SEDCO Capital, another major private Islamic wealth management organisation in Saudi Arabia, has also positioned agriculture in its portfolio by launching a sharia-compliant agribusiness fund which has already raised $35 million of a $150 million overall target.

Typically a fund of funds investment firm, SEDCO is invested in Insight Investment’s Global Farmland Fund and AGF Latin America. Over its 20 year history it has made 60 agribusiness investments globally.

Another active investor in the region, and one of the most active agri investors globally, is Hassad Food, the wholly-owned subsidiary of Qatar’s sovereign wealth fund. The company has a mandate to run a profitable business as well as to contribute to Qatar’s food security programme.

Hamad Al Saad, advisor at Hassad Food, explains their journey. “We have invested in Australia, Pakistan and Oman. The performance has been very good and agriculture for us has been a success story. We have invested successfully in foreign soils and we are now reaping the benefits after seven years of start-ups.” He believes that agriculture presents tremendous opportunity in the future. His rationale: “Food is important all the time.”

There are numerous opportunities outside of the region and there are countries positioning themselves to attract capital Middle Eastern investors, such as Turkey.

With the hope of attracting capital from the Gulf region, Turkey has begun to position itself as a major halal food producer by abolishing taxes for investors from region; this was previously a major disincentive for Gulf nationals and organisations to invest in the country. Now that the doors are open for investment, two successful Middle East & North Africa (MENA) investment houses have decided to test the country’s waters.

And some leading investment firms such as Dubai’s Abraaj Capital have invested in the country’s agri sector. Abraaj bought an 80 percent stake in the Yorsan Group, Turkey’s fourth largest dairy producer, and Bahrain’s Investcorp owns a 25 percent holding in Namet, a Turkish meat producer.

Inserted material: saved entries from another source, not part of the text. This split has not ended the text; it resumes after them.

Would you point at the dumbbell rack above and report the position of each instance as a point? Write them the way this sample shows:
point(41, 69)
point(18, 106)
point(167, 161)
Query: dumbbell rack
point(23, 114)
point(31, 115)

Firms from further afield have also successfully attracted capital from family offices in the MENA region, including Aquila Capital, the German alternatives investment manager. “As more managers like ourselves deliver strong track records, we believe more capital will flow. This will mean that early investors will be well rewarded. Agriculture is in a similar place to where infrastructure was 15-20 years ago,” said Andrew Sliper, senior vicepresident.

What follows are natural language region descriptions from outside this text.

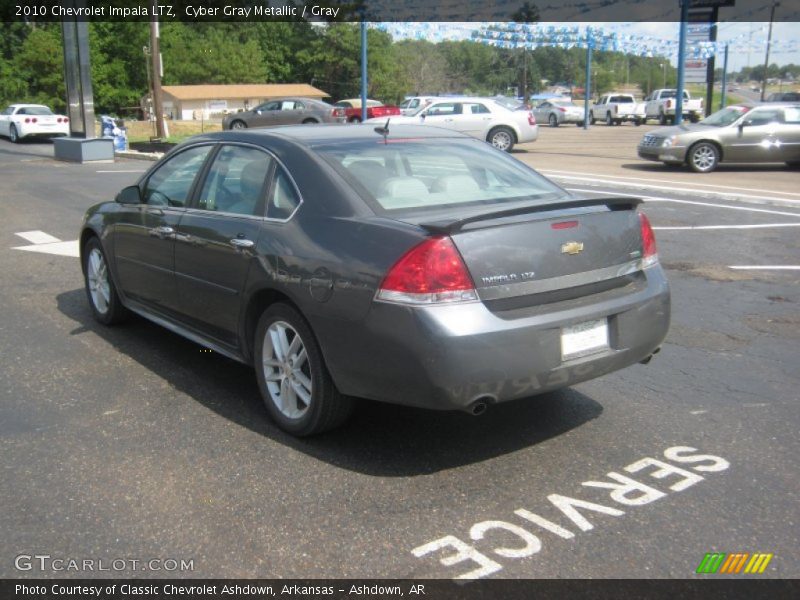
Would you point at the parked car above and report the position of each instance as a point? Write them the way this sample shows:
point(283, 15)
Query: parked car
point(415, 266)
point(616, 108)
point(483, 118)
point(285, 111)
point(736, 134)
point(411, 105)
point(19, 121)
point(353, 112)
point(662, 104)
point(784, 97)
point(556, 111)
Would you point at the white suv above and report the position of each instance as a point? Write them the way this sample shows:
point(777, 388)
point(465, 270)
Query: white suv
point(483, 118)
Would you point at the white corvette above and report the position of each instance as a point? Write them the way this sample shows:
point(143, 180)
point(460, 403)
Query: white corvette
point(32, 120)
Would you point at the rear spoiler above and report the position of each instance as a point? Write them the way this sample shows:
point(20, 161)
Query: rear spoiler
point(450, 226)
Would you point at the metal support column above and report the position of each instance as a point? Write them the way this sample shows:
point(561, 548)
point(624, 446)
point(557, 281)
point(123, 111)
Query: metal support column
point(588, 86)
point(681, 62)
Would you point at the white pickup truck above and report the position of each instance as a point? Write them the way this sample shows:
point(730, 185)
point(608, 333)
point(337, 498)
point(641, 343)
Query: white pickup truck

London is a leading capita for agriculture investment funds including several listed equity funds focused on the sector, such as Brooks Macdonald Funds and First State Investments.

“For the past five and a half years since we launched the agricultural fund, we have witnessed the expansion of the agricultural sector with IPOs and capital raisings, we have seen both demand for food and production rise and interestingly also global trade has increased as many developing countries do not have the ability to increase their domestic production to meet demand. Our expectation for demand growth has materialised and has underpinned faster earnings growth of the sector,” said Skye Macpherson, portfolio manager at First State.

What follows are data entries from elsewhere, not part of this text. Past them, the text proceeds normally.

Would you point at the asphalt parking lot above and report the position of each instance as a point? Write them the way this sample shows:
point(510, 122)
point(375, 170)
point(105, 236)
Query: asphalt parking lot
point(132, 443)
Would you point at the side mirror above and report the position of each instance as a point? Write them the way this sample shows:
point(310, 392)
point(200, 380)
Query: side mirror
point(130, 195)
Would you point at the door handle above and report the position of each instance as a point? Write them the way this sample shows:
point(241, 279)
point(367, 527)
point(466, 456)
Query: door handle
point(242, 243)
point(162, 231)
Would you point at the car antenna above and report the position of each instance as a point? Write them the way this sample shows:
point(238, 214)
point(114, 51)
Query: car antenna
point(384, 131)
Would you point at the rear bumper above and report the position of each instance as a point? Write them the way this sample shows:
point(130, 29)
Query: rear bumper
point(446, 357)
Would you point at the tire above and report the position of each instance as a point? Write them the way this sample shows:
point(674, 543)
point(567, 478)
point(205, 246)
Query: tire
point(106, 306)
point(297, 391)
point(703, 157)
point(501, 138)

But more needs to be done to ensure these products are suitable for the vast majority of Middle Eastern investors because with the prominence of Islamic finance in the region, many institutional investors and high net worth individuals will only invest in a product if it is classified as sharia-compliant.

Our vision is to create a world where food is readily available at affordable cost by assisting, building and promoting food production initiatives through sharia-compliant and cost effective options. In the past 10 years, we have assisted agribusinesses such as Canada’s AGInvest Properties, SCS Farmland from UK and Treedom in Hong Kong in producing sharia-compliant investment products.

With the vast amount of liquidity available to tap and Islamic financial markets worth $1.2 trillion, more agriculture funds should consider exploring sharia compliance to supply a wealth of demand from the Middle East.